Strangely it is important to note that jealousy can at times be of benefit to a relationship. Yes, this is unbelievable but true. Fear of losing something dear can cause us to work more diligently to hold onto it. Virtually any time that people work in a positive manner toward building and maintaining a healthy relationship this is a good thing. If it is jealousy that evokes this healthy change then the jealousy can indeed a good thing.

Unfortunately it is generally the negative side of jealousy that we most often see. Anger, fear, and insecurity used to the extreme in a manner that is hurtful to the other partner.

Rather than jealousy being a positive force in repairing the small fractures in a relationship it too often serves to create further hurtful emotions. This then tends to add increased obstacles within the relationship for the couple to overcome. 

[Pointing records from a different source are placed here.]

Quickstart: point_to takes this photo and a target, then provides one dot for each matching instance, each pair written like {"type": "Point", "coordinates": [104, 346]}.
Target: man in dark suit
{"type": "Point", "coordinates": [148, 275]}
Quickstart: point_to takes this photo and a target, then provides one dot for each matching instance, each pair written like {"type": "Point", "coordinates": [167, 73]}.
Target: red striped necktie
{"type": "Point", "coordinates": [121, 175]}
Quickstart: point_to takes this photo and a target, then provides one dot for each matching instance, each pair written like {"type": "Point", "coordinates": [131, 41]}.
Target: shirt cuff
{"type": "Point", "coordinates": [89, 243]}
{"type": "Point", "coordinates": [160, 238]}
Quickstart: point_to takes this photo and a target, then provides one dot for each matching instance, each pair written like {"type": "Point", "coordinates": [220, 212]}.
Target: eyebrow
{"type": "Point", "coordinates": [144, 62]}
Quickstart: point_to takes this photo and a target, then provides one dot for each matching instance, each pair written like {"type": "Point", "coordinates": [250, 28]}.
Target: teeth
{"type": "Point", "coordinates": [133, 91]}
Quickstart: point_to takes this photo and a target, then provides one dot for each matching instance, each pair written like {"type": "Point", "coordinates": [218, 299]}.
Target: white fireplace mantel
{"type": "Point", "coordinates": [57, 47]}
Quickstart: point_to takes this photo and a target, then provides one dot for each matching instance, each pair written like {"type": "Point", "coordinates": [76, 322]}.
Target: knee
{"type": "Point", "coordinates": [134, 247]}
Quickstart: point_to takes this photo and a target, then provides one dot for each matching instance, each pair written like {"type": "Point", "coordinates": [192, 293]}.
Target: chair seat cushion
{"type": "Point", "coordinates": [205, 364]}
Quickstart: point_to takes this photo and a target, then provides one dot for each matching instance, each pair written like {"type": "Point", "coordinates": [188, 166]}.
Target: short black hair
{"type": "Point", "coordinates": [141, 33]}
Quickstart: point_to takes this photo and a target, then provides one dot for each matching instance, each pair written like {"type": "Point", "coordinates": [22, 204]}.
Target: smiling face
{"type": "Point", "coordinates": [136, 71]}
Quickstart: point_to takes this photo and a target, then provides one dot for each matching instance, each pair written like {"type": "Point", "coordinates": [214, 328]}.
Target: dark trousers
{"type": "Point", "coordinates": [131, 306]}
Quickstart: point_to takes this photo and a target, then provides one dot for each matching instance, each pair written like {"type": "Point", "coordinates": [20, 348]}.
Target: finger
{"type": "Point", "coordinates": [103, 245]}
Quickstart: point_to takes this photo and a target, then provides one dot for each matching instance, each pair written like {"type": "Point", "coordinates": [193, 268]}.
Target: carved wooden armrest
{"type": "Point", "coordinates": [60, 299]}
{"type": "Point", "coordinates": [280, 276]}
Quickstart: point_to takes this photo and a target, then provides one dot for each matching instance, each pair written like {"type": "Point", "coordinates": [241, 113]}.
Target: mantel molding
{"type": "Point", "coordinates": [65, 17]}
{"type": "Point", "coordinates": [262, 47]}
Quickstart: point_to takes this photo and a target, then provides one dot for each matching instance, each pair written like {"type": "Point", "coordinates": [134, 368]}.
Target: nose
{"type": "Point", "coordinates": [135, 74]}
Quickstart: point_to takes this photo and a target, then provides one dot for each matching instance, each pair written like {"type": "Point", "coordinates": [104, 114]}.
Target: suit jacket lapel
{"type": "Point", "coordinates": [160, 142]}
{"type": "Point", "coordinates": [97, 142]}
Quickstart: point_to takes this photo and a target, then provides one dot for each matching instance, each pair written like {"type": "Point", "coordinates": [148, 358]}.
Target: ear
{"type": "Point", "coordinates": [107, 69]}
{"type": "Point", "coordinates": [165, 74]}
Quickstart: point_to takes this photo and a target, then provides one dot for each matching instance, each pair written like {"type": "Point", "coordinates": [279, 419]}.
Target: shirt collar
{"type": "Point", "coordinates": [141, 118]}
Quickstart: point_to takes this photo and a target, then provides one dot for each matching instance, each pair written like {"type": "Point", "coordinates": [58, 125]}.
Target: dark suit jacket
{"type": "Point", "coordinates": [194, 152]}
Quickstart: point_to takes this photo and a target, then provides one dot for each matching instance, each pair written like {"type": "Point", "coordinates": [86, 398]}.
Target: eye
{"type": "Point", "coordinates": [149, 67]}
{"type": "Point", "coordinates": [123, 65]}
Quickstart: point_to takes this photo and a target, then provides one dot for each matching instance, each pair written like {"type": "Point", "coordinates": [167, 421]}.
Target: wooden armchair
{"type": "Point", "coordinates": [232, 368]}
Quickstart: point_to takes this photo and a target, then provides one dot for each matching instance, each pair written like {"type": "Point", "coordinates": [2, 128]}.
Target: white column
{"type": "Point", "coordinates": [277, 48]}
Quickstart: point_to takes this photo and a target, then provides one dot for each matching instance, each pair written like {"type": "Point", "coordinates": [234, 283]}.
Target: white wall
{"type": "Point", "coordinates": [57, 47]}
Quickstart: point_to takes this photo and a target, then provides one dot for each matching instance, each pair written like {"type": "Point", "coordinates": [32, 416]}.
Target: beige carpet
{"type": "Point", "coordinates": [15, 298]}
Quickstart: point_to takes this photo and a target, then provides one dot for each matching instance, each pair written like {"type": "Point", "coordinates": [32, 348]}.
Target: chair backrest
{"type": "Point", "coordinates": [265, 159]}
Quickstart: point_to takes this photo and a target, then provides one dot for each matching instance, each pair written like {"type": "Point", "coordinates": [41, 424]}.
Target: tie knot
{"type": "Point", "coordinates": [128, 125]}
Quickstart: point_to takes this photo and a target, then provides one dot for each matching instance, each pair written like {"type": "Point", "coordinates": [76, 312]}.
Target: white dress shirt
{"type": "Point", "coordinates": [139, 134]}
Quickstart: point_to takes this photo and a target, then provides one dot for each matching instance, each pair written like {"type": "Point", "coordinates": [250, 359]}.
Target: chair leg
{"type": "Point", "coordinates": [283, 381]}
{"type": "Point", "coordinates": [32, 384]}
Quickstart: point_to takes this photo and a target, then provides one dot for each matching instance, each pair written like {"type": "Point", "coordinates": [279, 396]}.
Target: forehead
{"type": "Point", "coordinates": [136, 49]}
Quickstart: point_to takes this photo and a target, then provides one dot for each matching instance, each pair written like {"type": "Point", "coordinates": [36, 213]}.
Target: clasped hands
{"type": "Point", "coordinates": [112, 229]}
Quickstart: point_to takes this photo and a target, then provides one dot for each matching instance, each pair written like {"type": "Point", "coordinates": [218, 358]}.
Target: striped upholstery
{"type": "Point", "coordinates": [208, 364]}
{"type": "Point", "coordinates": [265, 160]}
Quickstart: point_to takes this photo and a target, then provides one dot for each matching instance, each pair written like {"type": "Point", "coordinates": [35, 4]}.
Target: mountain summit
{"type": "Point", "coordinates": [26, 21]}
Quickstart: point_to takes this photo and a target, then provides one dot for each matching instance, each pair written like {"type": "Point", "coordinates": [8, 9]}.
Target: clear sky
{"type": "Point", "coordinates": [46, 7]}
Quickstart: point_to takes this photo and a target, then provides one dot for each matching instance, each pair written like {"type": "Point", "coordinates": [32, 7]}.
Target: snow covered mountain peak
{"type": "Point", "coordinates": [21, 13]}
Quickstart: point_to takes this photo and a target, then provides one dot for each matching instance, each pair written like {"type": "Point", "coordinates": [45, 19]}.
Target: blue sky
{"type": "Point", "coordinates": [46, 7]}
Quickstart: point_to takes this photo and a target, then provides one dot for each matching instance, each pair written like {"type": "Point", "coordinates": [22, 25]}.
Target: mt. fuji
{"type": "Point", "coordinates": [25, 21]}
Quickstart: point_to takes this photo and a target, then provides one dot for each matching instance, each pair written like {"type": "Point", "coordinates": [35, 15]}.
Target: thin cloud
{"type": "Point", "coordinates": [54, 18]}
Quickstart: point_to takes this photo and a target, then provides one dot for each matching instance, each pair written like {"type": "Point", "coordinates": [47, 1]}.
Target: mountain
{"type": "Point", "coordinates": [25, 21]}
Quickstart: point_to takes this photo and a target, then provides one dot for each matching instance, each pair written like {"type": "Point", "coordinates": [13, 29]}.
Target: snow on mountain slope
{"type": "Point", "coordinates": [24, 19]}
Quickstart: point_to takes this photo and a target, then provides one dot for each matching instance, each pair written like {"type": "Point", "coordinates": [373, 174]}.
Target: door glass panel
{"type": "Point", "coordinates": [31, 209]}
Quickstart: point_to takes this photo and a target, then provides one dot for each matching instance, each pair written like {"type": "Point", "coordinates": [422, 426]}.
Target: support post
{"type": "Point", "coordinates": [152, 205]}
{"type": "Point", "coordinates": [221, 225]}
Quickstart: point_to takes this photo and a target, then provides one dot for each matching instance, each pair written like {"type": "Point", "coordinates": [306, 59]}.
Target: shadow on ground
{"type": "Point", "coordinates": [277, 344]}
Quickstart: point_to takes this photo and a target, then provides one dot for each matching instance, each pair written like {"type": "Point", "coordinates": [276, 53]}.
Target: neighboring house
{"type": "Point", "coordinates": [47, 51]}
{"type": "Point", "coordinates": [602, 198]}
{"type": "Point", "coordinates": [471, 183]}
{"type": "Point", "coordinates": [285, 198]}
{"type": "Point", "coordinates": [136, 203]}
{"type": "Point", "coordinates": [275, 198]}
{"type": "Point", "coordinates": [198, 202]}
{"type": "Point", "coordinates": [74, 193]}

So is jealousy a good or a bad thing? It is your relationship and it is your choice as to whether you will use the signs of jealousy as something to help repair your relationship or to end it.

When jealousy displays itself in violence then it is an absolutely unacceptable emotion and must be dealt with as such. Emotional or physical abuse is never acceptable within a relationship.

There is a line in every social partnership that is not acceptable for either partner to cross. If insecurity is displayed in extreme anger or in physical violence then it may be time to re-evaluate the relationship. It is time to either walk away or to seek professional counselling. 

A violent anger toward someone that you profess to love is never acceptable under any circumstance and is certainly not an act of love. Love, caring, and consideration for another person would never display itself in physical violence.